Scenario One: Team A, the home side, win the toss, and knowing that the pitch is likely to get spicier on days two and three, decide to bat first. As expected, the second-day pitch is tougher for batsmen and Team A lose their last 7 wickets for 88 runs. Thankfully, though, their top order had scored so heavily in relatively friendly conditions the previous day that their total is a very healthy 426. They also have an attack perfectly suited to exploiting day two's conditions, and so proceed to blast out the visiting team, dismissing them for 131 before stumps, at which point the match is nominally alive, but effectively dead. Only a big Team A victory is possible from here on in.
Scenario Two: Try another game, this one on a different continent. Team B, also hosts, and also expecting conditions to worsen, win the toss and bat first, from which point a familiar course of events takes shape. Team B make 287, before letting loose a trio of bowlers who are specialists in the prevailing conditions. They scythe through the opposition, dismissing them for 126. This match too, is effectively dead before the end of the second day.
Team A is South Africa, and the match in the first scenario is their 2017 Test against Sri Lanka at the Wanderers, which finished inside three days after Kagiso Rabada and co. practically devoured the Sri Lanka batting line up alive, finding frightening bounce on a surface South Africa had had made to order. Team B is, of course, Sri Lanka, and the game in question is the Galle Test last week, where again, the visitors were easily thumped on a pitch which had been micromanaged to suit Sri Lanka beautifully.
Which brings us to the SSC, where Sri Lanka are 364 runs ahead at stumps on day two, with seven second-innings wickets in hand. Not even Don Bradman, Brian Lara and all of the Marvel Avengers could haul South Africa to a winning position from here. For the third consecutive Sri Lanka-South Africa Test, only one result is possible by the end of the second day.
There is no doubt that South Africa have batted abysmally in Sri Lanka. Bales of hay have lasted longer against flamethrowers than the majority of their batsmen have against spin on this tour. And the reverse is also true: Sri Lanka's batsmen were lavishly woeful in South Africa. But could the toss have made a difference? Perhaps the matches would still have wound to the same conclusions, but if visiting sides had been given the chance to bat in the best conditions, there is a chance they may have put up more of a fight, made a few more clearheaded decisions, and kept hopes of victory alive into days three and four.
The ICC's cricket committee has raised the possibility of doing away with the toss and awarding the decision on who bats first to the visiting side, but then decided to stick with the status quo at their meeting last month. The reason provided was that they believed the toss to be "an integral part of Test cricket which forms part of the narrative of the game". Essentially, the committee sided with tradition, for tradition's sake.
But where does this leave series such as this one? If Sri Lanka knew they would definitely be batting last in Galle and at the SSC, it is unlikely each surface would have been quite as dry to begin with.

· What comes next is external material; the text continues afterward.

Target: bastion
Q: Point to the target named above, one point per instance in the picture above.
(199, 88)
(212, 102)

When Sri Lanka play two Tests against South Africa next year, they can also expect surfaces that will almost completely neuter their spinners. On their last tour in South Africa, Faf du Plessis publicly admitted to asking for tracks that took Sri Lanka's matchwinner, Rangana Herath, almost completely out of the game.
After Galle, Du Plessis had also made another suggestion - that the practice match at the P Sara had been played on a surface kept intentionally flat, in order to deny South Africa preparation on the kinds of surfaces they would encounter in the actual Tests. Rather than complain, he seemed to believe South Africa should adopt the same practice themselves. Is this not taking home advantage too far?
The point here is not that the tracks at Galle, or the SSC have been unfair. Sri Lanka's batsmen have found ways to score, and their bowlers are substantially more adept on such surfaces. But down this path also lies peril for Sri Lanka. They have another three-Test series against England coming up in November, and presuming that all those tracks will be spin-friendly as well, where does that leave them ahead of a southern summer in which they play six Tests across New Zealand, Australia and South Africa? The recent Test series against West Indies yielded them two young pace prospects in Kasun Rajitha and Lahiru Kumara, but it is possible that by the time these bowlers arrive in New Zealand, they would not have played a Test in five months, thanks to the three-spinners-at-home strategy. Their home-ground specialisation, could, in the end, set them up for failures abroad, which in turn leads to more low-quality cricket.
There are, of course, teams capable of taking down oppositions in unfamiliar conditions - Pakistan's victory at Lord's being the most recent example. But Test nations are moving more confidently than ever to secure what they argue is only a fair advantage at home. If this trend leads to more lopsided series such as this one, the ICC may need to intervene. Canning the toss could be a good start.